太田述正コラム#14816(2025.3.12)
<遠藤誉『毛沢東–日本軍と共謀した男』を読む(その10)>(2025.6.7公開)
[蒋介石]
支那で人間形成を行い、日本に留学した蒋介石(1887~1975年)が、親日ではなく反日人間になった理由は、極めて特殊なものだ。
まず、蒋の邦語ウィキペディアから、彼が、通常教育を1年間受けただけで、後は軍人としての教育しか受けていないことが分かる。↓
「1887年、浙江省寧波府奉化県(現:寧波市奉化区)渓口鎮に生まれる。・・・1904年、奉化の鳳麓学堂や寧波の箭金学堂で学ぶ(1904年 – 1905年)。1906年、保定陸軍軍官学校で軍事教育を受ける。1907年、日本に留学(東京振武学校)する。1909年、大日本帝国陸軍に勤務。高田の陸軍十三師団の野砲兵第19連隊の士官候補生( – 1911年)」
https://ja.wikipedia.org/wiki/%E8%94%A3%E4%BB%8B%E7%9F%B3
その背景事情は、蒋の英語ウィキペディアを読むと明らかになる。↓
<Chiang> was an orphan boy in a poor family. Deprived of any protection after the death of <his father>・・・when he was eight・・・
Chiang decided to pursue a military career. ・・・
https://en.wikipedia.org/wiki/Chiang_Kai-shek
ここから言えるのは、蒋介石は、支那で人間形成を行ったことは確かだが、漢人(支那人)としての教育は受けていないに等しい、ということだ。
彼が、最も早ければ、実に8歳の時に、軍人になる決意を抱いたのがその証拠だ。
考えても見よ。
支那には、軍人を蔑む確固たる伝統があった。
例えば、支那には、「好鉄不打釘、好人不当兵(釘にするのは屑鉄、兵隊になるのは人間のクズ)」という諺があった
http://iori3.cocolog-nifty.com/tenkannichijo/2013/01/post-934b.html
ところ、その淵源は、「兵(軍隊)は不吉なものであり、よって徳と分別があるものはこれに近寄らない。君子は左の席を上座とするのに、軍隊では右を上座とする。兵(軍隊)は不吉なものであり、君子のような高尚な人が取り扱うものではない。やむを得ず使う場合はできるだけあっさりと最小にとどめることが肝要である。

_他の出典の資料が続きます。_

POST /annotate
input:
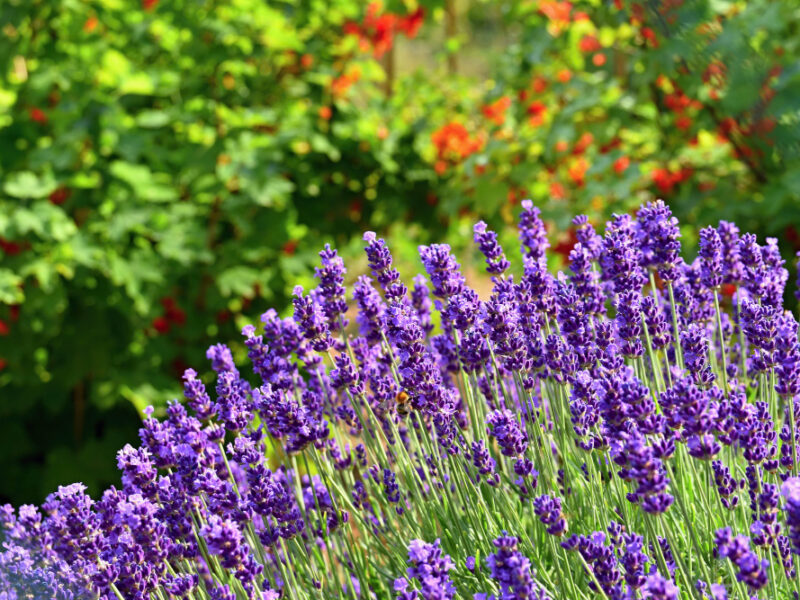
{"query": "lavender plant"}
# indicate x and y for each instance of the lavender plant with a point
(624, 430)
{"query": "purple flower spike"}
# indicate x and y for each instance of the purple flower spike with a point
(496, 262)
(532, 232)
(711, 258)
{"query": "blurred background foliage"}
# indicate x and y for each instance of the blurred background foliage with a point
(169, 170)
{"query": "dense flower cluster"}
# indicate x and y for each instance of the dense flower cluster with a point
(632, 427)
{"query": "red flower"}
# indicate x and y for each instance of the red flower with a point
(411, 23)
(577, 171)
(683, 122)
(38, 115)
(161, 325)
(589, 43)
(565, 246)
(583, 143)
(621, 164)
(341, 84)
(557, 191)
(557, 12)
(496, 111)
(536, 112)
(454, 143)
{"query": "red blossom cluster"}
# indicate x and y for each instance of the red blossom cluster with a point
(453, 144)
(342, 83)
(496, 111)
(376, 32)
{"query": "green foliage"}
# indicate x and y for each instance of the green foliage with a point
(169, 169)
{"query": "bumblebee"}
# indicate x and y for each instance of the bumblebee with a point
(402, 404)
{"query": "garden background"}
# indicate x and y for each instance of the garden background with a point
(169, 170)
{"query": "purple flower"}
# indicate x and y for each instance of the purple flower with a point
(752, 570)
(380, 262)
(512, 572)
(496, 262)
(659, 239)
(532, 232)
(443, 270)
(505, 428)
(311, 320)
(331, 286)
(658, 588)
(549, 512)
(711, 258)
(429, 569)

また戦で勝ってもそれを美談としてはいけない。勝利を良いことだと思う人間は人殺しを楽しむ人間の類である。人を殺すことを愉しむ輩には天下を取る志を持っているはずがない。通常、縁起のいいことでは左を上座にし、不幸事では右を上座とする。
軍隊では大将が右に座り、副将が左に座る。つまりこれは葬式の作法に則った行いである。
戦いでは勝利しても多くの人を殺すことになるので悲哀を以てこれを泣き、戦に勝っても葬儀の作法でこれに報いる必要がある。」(『老子』第三十一章より)

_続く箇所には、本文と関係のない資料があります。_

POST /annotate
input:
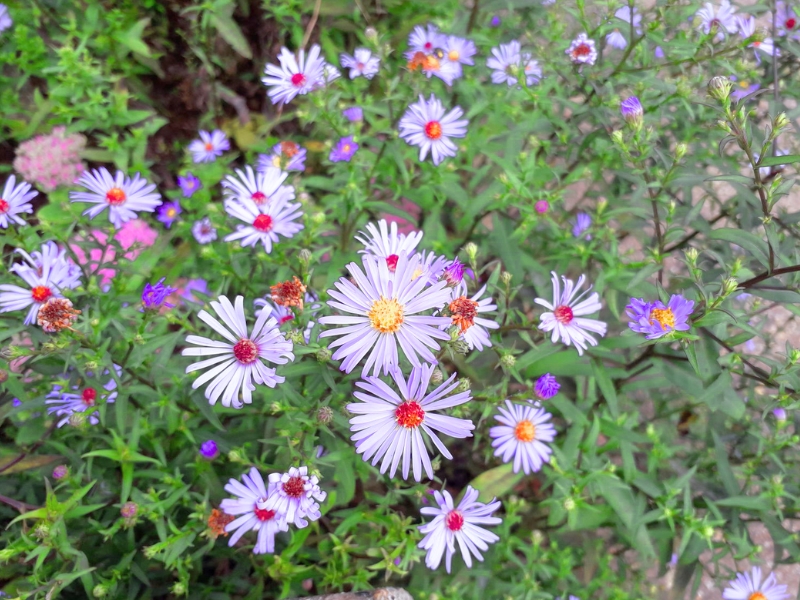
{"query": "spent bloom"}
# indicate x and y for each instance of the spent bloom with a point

https://hanagakibugaku.com/?p=3580
と、実に『老子』等に遡るのであって、支那では「武官、武人<の>統率は文民官僚を用いて行<い>、文民が武人の上に立つという」伝統が確立しており、「宋朝<に至って>は、一般の労役に耐えないような人を軍籍に置くことで、彼らに生活の場を与え、治安を維持するという社会福祉政策として軍が使われてい・・・た」という有り様だった。(上掲)
蒋は、貧しい家庭に生まれ、なおかつ8歳の時に父を亡くすという悲惨な境遇の下、周り中にいる阿Q達による詐取やゆすりたかりに対抗するためには、自らが弥生性を身につけなければならないと考え、非漢人(支那人)的であるところの、軍人、への道を選んだわけだ。
だから、蒋介石は、仁や日本文明の人間主義性になど全く関心を持たず、弥生性の観点だけから日本(やもちろんその他の諸国)を評価したものだから、悔日の孫文が日本の支那への介入を跳ね返そうとしたことに、他の反日の人々と同じく(思慮不足の)理由で賛同しつつも、その手段として孫文のように(接壌国なので危険な)ソ連の軍事力に頼るのではなく、より軍事力が強そうでしかも遠国のドイツに頼り、次いでそのドイツを切り捨て、最終的に最も軍事力が強いと同時にやはり遠国の米国に頼った、というのが私の理解だ。